万俟琛看着虚弱的书翘,眼前一阵昏眩,他那一瞬间好似看到了佟婧琬,当年自己设计让她落马滑胎时,她也是这般痛苦不堪,却不肯相信太医。其实自己当初何尝不是心痛至极,可是大业未成,即使是孩子他也愿意舍弃。老天是公平的,所以这么多年才让自己得了一儿一女仅存世上,他发誓自己一定要好好保护自己的子嗣。
如今书翘刚刚怀孕,自己都不知道,却被人设计流了产,这件事仿佛自己当年犯的错一般,经典再现,所以万俟琛更是害怕,他搂着书翘的腰问着跪在地上哭倒的张灵韵:“把今天的事原原本本地给朕讲来!”
张灵韵的本事也不深,她见万俟琛来这么久才反应自己在这里,问的事也是关于书翘的,心中划过意思嫉妒,脸上却是面不改色,将今日四妃御花园里赏花,赵云珞处处针对书翘,书翘处处忍让,赵云珞的手链断了书翘摔倒一事细细道来,她虽然没有提及赵云珞是有心或是无意,但是听在了万俟琛的耳里分明就是,赵云珞因为妒忌书翘的身份逼自己高,心下愤恨,所以故意扯断手链纵使书翘摔跤滑胎。
万俟琛听得结束已经是火冒三丈,他小心翼翼地将书翘靠在枕头上,然后突然站起来,指着张灵韵身后的宫女道:“赵云珞呢,让她来见朕!”他果然来时太急匆,根本就没有注意到跪在地上的瑜妃和赵云珞。
巧的很的是,万俟琛指的宫女正是瑜妃的宫女,她大气也不敢喘一下就跑出去,扶起自家还跪在地上的娘娘和面如死灰的赵云珞,低声道:“娘娘,皇上他在屋里大发雷霆,让云嫔娘娘进去呢。

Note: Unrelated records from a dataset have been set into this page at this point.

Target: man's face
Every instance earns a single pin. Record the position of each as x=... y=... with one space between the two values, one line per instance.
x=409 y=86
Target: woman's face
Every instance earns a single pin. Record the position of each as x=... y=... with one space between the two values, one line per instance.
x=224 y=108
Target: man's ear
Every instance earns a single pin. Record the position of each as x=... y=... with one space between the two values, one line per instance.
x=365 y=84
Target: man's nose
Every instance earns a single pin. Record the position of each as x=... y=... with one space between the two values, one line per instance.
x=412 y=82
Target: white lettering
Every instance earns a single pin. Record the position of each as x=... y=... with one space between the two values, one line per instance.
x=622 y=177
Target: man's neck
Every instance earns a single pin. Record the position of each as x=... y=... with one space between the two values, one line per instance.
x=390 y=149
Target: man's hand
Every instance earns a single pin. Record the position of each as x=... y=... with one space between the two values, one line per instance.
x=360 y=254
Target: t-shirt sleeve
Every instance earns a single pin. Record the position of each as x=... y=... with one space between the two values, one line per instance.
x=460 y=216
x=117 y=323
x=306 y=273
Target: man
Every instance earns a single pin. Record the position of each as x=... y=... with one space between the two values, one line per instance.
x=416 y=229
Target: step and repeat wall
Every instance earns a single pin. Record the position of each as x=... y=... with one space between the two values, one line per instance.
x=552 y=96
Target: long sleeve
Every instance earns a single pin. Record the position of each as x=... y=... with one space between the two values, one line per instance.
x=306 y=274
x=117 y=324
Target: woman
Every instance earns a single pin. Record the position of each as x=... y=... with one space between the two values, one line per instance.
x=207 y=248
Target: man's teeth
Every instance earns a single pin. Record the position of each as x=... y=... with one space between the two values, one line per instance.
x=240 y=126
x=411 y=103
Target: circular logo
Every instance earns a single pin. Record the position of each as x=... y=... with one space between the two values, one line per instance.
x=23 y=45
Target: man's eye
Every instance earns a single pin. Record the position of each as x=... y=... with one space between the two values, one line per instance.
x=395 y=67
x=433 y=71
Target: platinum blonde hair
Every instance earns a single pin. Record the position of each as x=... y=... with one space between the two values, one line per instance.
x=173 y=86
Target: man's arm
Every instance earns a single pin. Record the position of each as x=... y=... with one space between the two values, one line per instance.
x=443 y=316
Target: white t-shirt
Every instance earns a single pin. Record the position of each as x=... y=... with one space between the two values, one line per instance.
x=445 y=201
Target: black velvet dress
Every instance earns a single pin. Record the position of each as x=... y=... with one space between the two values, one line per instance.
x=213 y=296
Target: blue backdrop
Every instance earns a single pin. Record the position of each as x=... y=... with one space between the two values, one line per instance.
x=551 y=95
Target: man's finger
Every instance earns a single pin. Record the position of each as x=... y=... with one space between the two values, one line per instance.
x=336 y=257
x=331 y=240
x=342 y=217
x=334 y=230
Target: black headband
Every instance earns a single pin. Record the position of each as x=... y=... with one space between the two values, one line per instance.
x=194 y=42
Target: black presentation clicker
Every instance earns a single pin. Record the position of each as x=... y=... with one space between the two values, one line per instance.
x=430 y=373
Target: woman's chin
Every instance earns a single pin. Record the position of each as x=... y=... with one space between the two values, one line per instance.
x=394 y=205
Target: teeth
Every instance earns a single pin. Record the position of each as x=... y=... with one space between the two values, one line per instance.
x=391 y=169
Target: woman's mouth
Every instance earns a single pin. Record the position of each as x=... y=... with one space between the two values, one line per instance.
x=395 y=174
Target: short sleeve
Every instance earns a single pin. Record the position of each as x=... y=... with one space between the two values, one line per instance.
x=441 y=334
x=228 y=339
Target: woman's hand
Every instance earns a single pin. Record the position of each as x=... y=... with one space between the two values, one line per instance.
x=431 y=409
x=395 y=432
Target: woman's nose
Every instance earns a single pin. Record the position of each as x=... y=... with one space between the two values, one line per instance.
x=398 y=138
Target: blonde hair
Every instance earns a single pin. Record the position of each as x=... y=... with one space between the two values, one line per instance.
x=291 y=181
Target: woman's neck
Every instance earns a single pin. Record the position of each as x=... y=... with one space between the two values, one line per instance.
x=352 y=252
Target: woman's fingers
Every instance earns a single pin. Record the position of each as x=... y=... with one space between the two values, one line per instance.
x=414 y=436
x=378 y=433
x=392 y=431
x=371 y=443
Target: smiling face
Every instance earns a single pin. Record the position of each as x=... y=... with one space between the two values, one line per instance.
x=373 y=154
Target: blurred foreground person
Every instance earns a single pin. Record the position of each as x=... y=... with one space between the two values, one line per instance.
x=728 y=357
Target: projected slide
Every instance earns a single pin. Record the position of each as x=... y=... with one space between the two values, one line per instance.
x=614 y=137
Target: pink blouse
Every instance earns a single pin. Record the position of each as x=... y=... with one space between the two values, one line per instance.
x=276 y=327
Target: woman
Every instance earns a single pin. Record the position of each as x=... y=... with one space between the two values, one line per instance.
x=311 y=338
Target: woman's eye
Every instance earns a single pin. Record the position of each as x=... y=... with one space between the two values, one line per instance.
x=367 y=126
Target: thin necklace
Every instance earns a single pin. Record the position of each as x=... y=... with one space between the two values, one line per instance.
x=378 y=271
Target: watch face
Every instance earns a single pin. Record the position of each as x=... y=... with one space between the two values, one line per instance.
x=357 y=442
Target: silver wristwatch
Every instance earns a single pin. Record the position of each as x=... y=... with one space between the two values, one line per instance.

”
瑜妃摇摇头看着宫女,先一步进了寝宫,就看见万俟琛脸色不郁地看着门的方向,她心中一惊,想不到万俟琛已经对书翘这般在乎,他眼中的狠厉就像是要扒云儿的皮,抽云儿的筋一般恐怖,纵使瑜妃没有做什么见不得人的事,也因为万俟琛的眼神不得已后退几步。
“赵云珞呢?”像是等得有些不耐烦,万俟琛的恐怖声调随着空气慢慢渗入在场每一人的心中,张灵韵离他很近,跪在地上的她生生打了一个寒颤,她庆幸自己没有得罪万俟琛,否则连怎么死的都不知道。
瑜妃已经感受到自己背后瑟瑟发抖地赵云珞,她心一横拖着赵云珞跪下:“皇上,云儿只是无意之中使得书妃妹妹摔跤滑胎,求皇上开恩!”
万俟琛站起来,慢慢走到赵云珞的眼前,他眼中寒芒闪烁,一脚踢向赵云珞的肚子,赵云珞疼得捂住肚子,额头上的冷汗一阵一阵地滴落在了地上,她却连声疼都不敢发出,她知道,自己若是喊疼,下面必定更是凄惨!
“云儿!”瑜妃返身扶着赵云珞的身子,关切地喊道,她看着万俟琛,眸中哀怨,“皇上,妹妹她只是无心,皇上开恩哪,臣妾就这么一个亲人了,皇上饶了她的无心之过吧!”
“以下犯上!狠辣善妒!你要朕饶了她,瑜妃,你要和朕作对吗?”万俟琛似乎已经癫狂,他想要一巴掌扇向瑜妃,却听见了小皇子不合适宜地哭声,想来是因为万俟琛身上发出的寒气太重,小皇子也感受了恐怖,哭闹起来。六儿将小皇子抱到瑜妃的手里,也期望着小皇子的出现能让万俟琛冷静一些。瑜妃抱着小皇子,轻声哄着。
万俟琛一时手停在了半空,打也不是,不打也不是,他忽然转移了方向。“啪”一声打向赵云珞,赵云珞的脸色完全是变了,她曾经是赵云的掌上明珠,谁人不宠,谁人不爱,偏因为万俟琛,她心心念念的男人,她自愿进宫成为他的妾,可是她与他这么久的情分,竟抵不过一次意外!她的眼神中一丝狠毒,就那么看着万俟琛。